Do your own due diligence
You’ve seen the ads on the traffic exchanges. Those products that promise you will have thousands of followers within 1 week of purchase. The services that will make you $1,021 in seven days. Splash pages that scream, “Pay just 5 bucks and get your own ready-made business.” No one would make promises like that unless they can deliver, right? No one in their right mind would believe such outlandish claims, would they?
Traffic exchange owners agonize over banning specific ads. We want the best for our members, no doubt about that. But is it really our decision to make for you?
Banning sites open traffic exchange owners to claims of libel and slander from the owners of the banned products and services. If we ban some sites, but not the one that cheated you, our member, then we can could be found liable for your loss. Traffic exchanges have members from all over the world. Some business practices and models are legal in some places, but not legal in others. Banning specific ads also smacks of censorship.
Traffic exchanges have hundreds to thousands of members, each with at least one site submitted for rotation. Traffic exchange owners do not have the time to investigate every single program and product submitted to them. Traffic exchange owners do not have the resources to determine which practices are legal where in the world. Traffic exchanges are advertising venues, not filters.
Traffic exchange owners agreed as a whole to ban investment auto surfs because we watched one suck in thousands of members, take their money, then collapse and disappear. We could not, in good conscience, let that happen again if we could help it. As for other services and products, we usually go by how “traffic-exchange-friendly” their web sites are. The framebreakers, the Live Agent sites, all the things that interrupt surfing, it’s a no-brainer to kick those web pages out. But something that we might think is a really bad idea, you might think is a golden opportunity.
So what does that mean for traffic exchange members? You, as the CEO of your business, the captain of your life, must do your own due diligence.
When you consider a new opportunity, do some digging. Who is behind the program? What is their track record? Do you have the resources that you need to make a success of the opportunity for you? How does it fit into your overall business? Do you have the time needed to put into using the product? Do you understand how the program works? Is support available? Does the payment structure make sense to you?

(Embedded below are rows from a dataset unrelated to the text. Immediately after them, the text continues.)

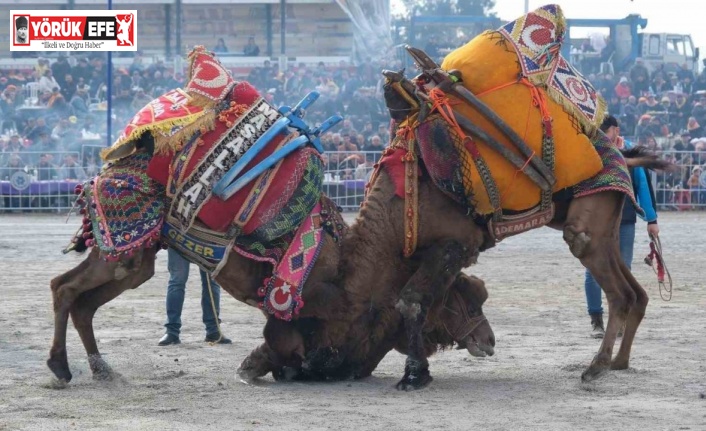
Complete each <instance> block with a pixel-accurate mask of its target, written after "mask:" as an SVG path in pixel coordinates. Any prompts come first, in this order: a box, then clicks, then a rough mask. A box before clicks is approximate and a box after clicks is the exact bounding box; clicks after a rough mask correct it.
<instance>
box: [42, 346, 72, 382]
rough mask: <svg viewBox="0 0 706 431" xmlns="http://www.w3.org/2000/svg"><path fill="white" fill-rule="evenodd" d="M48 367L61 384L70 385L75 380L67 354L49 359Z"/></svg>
mask: <svg viewBox="0 0 706 431" xmlns="http://www.w3.org/2000/svg"><path fill="white" fill-rule="evenodd" d="M57 356H58V358H57ZM47 366H48V367H49V369H50V370H51V372H52V373H54V375H55V376H56V378H57V380H58V381H60V382H61V381H63V382H65V384H68V383H69V382H70V381H71V379H72V378H73V376H72V375H71V371H70V370H69V362H68V360H67V359H66V354H65V353H64V354H63V355H52V356H51V357H50V358H49V359H47Z"/></svg>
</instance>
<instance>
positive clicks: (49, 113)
mask: <svg viewBox="0 0 706 431" xmlns="http://www.w3.org/2000/svg"><path fill="white" fill-rule="evenodd" d="M47 107H48V108H49V115H53V116H54V118H55V119H62V118H68V117H70V116H71V115H74V112H73V109H72V108H71V105H69V104H68V103H66V99H64V96H62V95H61V93H59V90H58V89H56V91H54V92H53V93H52V98H51V99H50V100H49V103H48V104H47Z"/></svg>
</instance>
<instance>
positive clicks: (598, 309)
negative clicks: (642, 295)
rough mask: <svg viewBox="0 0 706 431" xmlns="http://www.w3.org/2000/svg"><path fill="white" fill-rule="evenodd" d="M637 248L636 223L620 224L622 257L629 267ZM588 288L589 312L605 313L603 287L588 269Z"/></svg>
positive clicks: (599, 313) (631, 263) (631, 265)
mask: <svg viewBox="0 0 706 431" xmlns="http://www.w3.org/2000/svg"><path fill="white" fill-rule="evenodd" d="M634 248H635V223H628V224H621V225H620V257H622V258H623V262H625V265H627V266H628V268H630V269H632V255H633V250H634ZM584 288H585V289H586V304H587V305H588V314H603V305H602V297H603V295H602V293H601V287H600V286H599V285H598V282H596V279H594V278H593V275H591V272H590V271H589V270H586V281H585V282H584Z"/></svg>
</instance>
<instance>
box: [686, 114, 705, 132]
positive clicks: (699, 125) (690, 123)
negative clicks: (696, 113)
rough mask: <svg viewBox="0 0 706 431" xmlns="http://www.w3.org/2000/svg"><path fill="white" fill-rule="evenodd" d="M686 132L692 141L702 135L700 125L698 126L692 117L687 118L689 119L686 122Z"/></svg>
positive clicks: (692, 117)
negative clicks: (690, 136)
mask: <svg viewBox="0 0 706 431" xmlns="http://www.w3.org/2000/svg"><path fill="white" fill-rule="evenodd" d="M695 108H696V107H695ZM686 130H687V131H688V132H689V135H690V136H691V137H692V139H697V138H700V137H702V136H703V134H704V129H703V127H701V124H699V122H698V121H696V118H694V117H689V119H688V120H687V122H686Z"/></svg>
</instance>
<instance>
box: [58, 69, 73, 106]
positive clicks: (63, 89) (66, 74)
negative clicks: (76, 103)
mask: <svg viewBox="0 0 706 431" xmlns="http://www.w3.org/2000/svg"><path fill="white" fill-rule="evenodd" d="M74 93H76V81H74V77H73V76H71V74H70V73H67V74H66V76H64V84H63V85H62V86H61V95H62V96H64V100H67V101H68V100H71V98H72V97H74Z"/></svg>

Seriously, you don’t really want me to decide what you can and cannot join, do you?








March 4th, 2010 at 12:01 am
[...] Go to Source [...]
March 4th, 2010 at 5:03 am
Hi Ray,
This is a great post which begs the question, where do you stand on ptp, ptr and/or ptc sites?
These are bonafide money makers for some folks however others have been ripped off by them. There are some reputable ones and others that are just plain sleezy.
The same can be said for products and services however like you said who are we as owners to say what is right or not within reason?
Thanks for your insight and where you stand on this matter,
Mark Edward Brown – Proud Owner of TrafficDynamite.com
March 4th, 2010 at 9:11 am
Ray,
I concur with your entry. Lately, it seems to me that an additional traffic exchange consideration is the “blackballing” by various administrators of traffic exchange websites of their competitors.
For a long time now I thought we were all in this together in friendly competition for the advertising and referral traffic the exchanges produced. To see the forums bashing admins and their business practices for their beliefs is not good for the traffic exchange industry. So, some of the traffic exchange leaders band together at the expense of another peer. What does this accomplish?
Viewing these practices as an outsider ( and not a traffic exchange admin) I now see the need to review the websites I see available to me before I join and surf. It is a real shame for us all to see these negative issues arise in the traffic exchange industry.
No traffic exchange owner or administrator should wield such a long sword as to make decisions that affect so many. If the issue continues the collapse of the traffic exhanges as an industry could occur due to governmental intervention.
This gives me just cause to continue my support of PowerSurfCentral as my main traffic exchange venue since the values of that group are superior to competitors in the industry. In other words, just keep on truckin’.
March 4th, 2010 at 4:42 pm
Hi Ray,
I’m back again, Gary brings up a good point about forum bashing etc which is a reason why I dont visit them much anymore.
Gary, I need guys like you to tell Ray and Paula to add Traffic Dynamite to Power Surf Central!
Long live the click!
Mark Edward Brown
March 5th, 2010 at 3:29 pm
Thanks for posting and I have to agree totally – most of us are put inbetween a rock and hard place – just in the time that I have been online – I can’t believe all the changes I have seen and most are not for the better.
Lately, I’m even seeing site owners promising money that they can pay and then having to close down because they can afford to pay their members. It’s like all the things that are going on hurt the good and honest site owners also as there are some of us that are trying very hard to grow their sites with hard work and honesty – and then you get these people that don’t care come along.
It’s very disappointing that all this goes on and I don’t like seeing all these splash pages promising things I know are NOT going to happen. It’s really sad with the economy the way it is right now – that there are so many, many, many people out there just using others.